Premièrement, c’est en ligne, donc il n’y a aucun frais de déplacement. Deuxièmement, c’est un service personnalisé. Chaque client possède son propre style qu’il faut déterminer selon ses besoins, ses goûts, sa situation familiale et son budget. Troisièmement, je ne parle pas vraiment des tendances du moment à moins que le client le veuille. L’important pour moi est de satisfaire ma clientèle et non de suivre la mode.
Enfin, je suis très à l’écoute de ma clientèle. C’est-à-dire que je n’ai aucun jugement sur ses préférences. Pour finir, j’ai du vécu. Pas en tant que décoratrice d’intérieur mais en tant que personne ayant des besoins particuliers.
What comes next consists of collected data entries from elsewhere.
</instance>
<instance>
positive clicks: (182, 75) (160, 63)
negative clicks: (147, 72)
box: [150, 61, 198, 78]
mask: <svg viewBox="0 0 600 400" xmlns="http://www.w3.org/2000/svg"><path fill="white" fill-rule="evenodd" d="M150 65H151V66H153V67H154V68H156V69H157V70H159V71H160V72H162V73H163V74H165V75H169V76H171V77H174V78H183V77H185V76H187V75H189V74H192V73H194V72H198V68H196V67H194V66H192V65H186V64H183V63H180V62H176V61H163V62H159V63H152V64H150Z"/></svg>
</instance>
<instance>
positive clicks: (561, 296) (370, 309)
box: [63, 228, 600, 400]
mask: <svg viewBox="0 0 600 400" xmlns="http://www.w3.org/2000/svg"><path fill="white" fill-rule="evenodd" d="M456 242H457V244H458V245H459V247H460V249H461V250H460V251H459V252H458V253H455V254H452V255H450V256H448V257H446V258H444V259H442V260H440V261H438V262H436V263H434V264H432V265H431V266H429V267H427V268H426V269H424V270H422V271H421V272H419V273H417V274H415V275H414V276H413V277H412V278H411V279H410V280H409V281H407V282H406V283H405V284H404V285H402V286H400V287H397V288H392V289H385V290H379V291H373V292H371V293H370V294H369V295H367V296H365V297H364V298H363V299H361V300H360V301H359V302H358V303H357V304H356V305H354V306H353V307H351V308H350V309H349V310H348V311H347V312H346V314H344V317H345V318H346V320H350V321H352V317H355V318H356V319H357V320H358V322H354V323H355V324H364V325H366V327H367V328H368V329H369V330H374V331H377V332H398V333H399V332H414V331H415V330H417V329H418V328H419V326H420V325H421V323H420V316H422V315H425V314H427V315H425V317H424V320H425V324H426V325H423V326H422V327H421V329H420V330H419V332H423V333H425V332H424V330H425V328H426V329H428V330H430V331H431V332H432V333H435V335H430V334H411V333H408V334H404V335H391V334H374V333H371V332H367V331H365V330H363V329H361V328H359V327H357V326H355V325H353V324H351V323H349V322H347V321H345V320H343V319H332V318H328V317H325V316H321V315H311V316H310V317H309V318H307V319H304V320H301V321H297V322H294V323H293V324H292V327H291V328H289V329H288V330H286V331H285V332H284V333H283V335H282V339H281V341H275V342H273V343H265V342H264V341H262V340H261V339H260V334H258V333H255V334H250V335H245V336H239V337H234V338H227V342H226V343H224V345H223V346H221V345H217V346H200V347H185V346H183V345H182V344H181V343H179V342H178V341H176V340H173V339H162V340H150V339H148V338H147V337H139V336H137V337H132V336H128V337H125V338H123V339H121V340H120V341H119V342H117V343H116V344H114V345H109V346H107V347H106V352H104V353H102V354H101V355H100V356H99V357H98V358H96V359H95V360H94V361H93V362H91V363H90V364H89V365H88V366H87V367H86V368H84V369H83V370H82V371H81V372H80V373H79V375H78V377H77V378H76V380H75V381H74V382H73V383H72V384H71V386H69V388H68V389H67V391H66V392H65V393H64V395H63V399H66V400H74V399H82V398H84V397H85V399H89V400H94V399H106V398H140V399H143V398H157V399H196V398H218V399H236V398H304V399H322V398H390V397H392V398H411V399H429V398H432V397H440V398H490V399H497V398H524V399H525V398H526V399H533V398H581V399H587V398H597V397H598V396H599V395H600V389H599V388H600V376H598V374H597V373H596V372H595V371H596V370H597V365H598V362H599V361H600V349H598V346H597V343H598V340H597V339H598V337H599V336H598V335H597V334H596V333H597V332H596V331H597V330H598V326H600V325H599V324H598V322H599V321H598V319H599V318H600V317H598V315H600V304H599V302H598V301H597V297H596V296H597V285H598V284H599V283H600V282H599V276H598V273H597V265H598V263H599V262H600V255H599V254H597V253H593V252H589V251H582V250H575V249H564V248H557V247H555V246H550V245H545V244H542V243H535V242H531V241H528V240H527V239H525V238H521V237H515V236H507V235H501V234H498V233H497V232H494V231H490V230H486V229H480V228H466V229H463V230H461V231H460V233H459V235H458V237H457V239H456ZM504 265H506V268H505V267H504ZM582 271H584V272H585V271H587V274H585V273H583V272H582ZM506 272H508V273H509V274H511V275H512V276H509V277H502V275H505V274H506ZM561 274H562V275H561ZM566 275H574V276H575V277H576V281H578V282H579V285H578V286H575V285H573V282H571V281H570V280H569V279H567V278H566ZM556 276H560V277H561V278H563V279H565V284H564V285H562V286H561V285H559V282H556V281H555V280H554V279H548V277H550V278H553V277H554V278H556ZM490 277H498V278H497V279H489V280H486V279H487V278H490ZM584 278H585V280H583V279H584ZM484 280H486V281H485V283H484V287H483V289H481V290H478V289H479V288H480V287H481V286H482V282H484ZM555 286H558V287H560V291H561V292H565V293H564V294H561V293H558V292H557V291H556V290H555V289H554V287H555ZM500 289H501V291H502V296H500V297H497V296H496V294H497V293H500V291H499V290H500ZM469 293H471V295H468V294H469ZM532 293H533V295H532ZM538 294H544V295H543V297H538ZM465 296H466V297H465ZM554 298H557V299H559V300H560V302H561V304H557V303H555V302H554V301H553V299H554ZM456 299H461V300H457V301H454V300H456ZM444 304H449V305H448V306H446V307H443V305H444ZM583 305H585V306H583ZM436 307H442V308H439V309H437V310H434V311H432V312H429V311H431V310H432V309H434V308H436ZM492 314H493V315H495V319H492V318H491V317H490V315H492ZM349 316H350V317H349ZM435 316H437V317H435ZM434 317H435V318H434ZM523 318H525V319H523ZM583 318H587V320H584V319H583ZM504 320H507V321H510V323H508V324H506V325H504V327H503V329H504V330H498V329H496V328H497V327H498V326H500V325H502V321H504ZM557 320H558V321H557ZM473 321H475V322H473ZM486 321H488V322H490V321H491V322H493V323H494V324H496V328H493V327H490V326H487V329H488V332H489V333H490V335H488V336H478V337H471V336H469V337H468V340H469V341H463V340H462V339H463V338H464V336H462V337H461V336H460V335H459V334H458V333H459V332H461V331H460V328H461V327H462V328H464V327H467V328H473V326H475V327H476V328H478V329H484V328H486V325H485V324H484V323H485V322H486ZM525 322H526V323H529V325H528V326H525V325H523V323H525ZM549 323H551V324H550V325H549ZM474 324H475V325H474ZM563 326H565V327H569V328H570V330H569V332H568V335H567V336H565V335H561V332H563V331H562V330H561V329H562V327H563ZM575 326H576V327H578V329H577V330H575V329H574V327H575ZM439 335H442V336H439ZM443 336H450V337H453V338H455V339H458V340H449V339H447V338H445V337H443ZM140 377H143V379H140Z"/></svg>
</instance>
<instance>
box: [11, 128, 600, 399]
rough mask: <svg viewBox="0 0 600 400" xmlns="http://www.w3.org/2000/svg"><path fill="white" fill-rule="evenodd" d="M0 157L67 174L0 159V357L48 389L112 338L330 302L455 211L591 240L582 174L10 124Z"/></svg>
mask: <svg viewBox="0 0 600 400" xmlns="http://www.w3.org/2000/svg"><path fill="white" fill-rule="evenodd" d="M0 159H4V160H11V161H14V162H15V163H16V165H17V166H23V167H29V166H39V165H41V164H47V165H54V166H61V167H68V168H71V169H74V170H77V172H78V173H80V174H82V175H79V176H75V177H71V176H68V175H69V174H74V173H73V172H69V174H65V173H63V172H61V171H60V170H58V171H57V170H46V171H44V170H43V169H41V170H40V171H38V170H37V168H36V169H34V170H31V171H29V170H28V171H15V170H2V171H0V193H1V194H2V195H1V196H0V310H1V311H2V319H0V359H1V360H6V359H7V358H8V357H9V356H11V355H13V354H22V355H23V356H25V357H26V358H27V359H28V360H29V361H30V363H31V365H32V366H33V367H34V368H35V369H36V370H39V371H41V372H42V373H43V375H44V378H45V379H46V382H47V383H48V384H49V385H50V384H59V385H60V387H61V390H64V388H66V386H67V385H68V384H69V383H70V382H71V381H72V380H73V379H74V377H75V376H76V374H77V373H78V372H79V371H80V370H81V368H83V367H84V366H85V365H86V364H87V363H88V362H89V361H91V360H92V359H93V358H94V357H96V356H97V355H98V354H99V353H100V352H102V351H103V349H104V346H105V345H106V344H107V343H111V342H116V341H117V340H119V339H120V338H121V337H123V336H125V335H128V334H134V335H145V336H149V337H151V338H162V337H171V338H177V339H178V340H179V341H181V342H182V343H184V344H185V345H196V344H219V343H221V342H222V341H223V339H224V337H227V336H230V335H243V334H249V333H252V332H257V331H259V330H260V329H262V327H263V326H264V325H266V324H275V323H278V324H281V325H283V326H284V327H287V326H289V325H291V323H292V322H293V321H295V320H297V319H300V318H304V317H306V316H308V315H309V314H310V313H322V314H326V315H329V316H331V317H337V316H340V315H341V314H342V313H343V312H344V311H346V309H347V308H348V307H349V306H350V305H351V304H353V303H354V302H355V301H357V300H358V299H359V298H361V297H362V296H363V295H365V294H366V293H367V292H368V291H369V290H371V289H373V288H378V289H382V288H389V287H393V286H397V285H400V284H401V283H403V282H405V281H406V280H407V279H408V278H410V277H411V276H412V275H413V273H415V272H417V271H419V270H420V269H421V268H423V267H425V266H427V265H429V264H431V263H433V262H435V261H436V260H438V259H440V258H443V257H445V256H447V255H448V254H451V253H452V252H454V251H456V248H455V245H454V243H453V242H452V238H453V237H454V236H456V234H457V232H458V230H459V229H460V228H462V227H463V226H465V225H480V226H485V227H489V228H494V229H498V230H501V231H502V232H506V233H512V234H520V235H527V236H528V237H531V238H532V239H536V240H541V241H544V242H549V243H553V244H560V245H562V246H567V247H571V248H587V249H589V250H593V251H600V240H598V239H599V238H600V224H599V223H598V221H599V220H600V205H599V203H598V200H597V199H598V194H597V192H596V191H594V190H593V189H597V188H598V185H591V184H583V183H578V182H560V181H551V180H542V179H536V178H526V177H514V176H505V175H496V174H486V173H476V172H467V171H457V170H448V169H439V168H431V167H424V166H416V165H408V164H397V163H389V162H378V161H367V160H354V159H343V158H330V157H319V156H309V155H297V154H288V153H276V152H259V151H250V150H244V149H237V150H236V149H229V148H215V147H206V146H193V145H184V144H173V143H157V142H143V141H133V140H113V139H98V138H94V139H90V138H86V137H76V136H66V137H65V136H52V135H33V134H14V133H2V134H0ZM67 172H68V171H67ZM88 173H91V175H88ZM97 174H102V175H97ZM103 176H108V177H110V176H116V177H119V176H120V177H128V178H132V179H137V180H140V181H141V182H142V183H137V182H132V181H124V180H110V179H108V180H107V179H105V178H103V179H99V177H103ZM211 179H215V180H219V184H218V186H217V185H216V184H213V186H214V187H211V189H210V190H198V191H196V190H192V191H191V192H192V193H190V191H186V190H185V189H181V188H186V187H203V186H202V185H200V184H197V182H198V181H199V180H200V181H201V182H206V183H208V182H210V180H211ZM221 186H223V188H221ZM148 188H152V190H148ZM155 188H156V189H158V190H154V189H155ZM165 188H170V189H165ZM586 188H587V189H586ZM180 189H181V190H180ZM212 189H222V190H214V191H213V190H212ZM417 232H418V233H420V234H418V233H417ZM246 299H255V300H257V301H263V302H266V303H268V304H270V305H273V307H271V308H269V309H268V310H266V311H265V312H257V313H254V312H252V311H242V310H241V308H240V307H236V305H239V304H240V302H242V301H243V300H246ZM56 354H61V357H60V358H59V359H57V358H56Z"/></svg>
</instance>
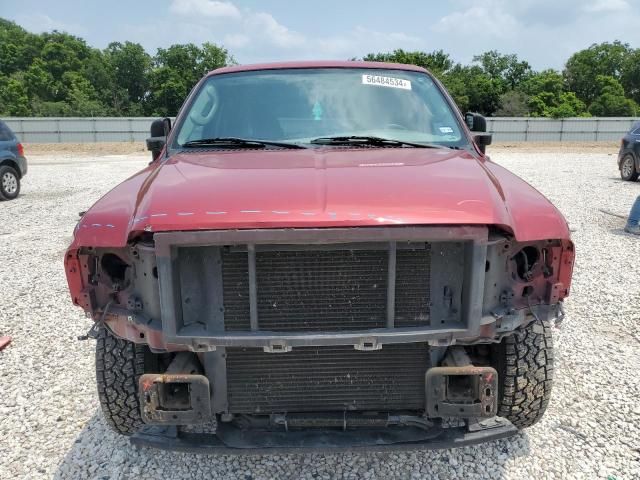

Je peux donc aisément comprendre que ces personnes ont certaines exigences reliées à leur environnement.
Est-ce qu’une personne en particulier t’a soutenue dans tes démarches ?
Après plusieurs recherches dans mon domaine, je n’ai rien trouvé. Donc j’ai demandé à ma mère de m’aider à partir mon entreprise.
Qu’est-ce qui te plaît le plus dans l’idée d’un travail autonome?
Être mon propre boss, même si c’est aussi intimidant. Tant que mes délais sont respectés, mon horaire est entièrement flexible.
Quels sont tes projets futurs?
En ce moment, je travaille sur l’un de mes premiers gros contrats, qui consiste à aménager un sous-sol de six pièces. Je me suis fixé environ un mois pour le réaliser.
Pour terminer, as-tu un conseil à donner pour les personnes qui souhaitent vivre su travail autonome?
Il faut être très méthodique et former son propre réseau de contacts. Il faut aussi avoir confiance en soi pour que les choses fonctionnent.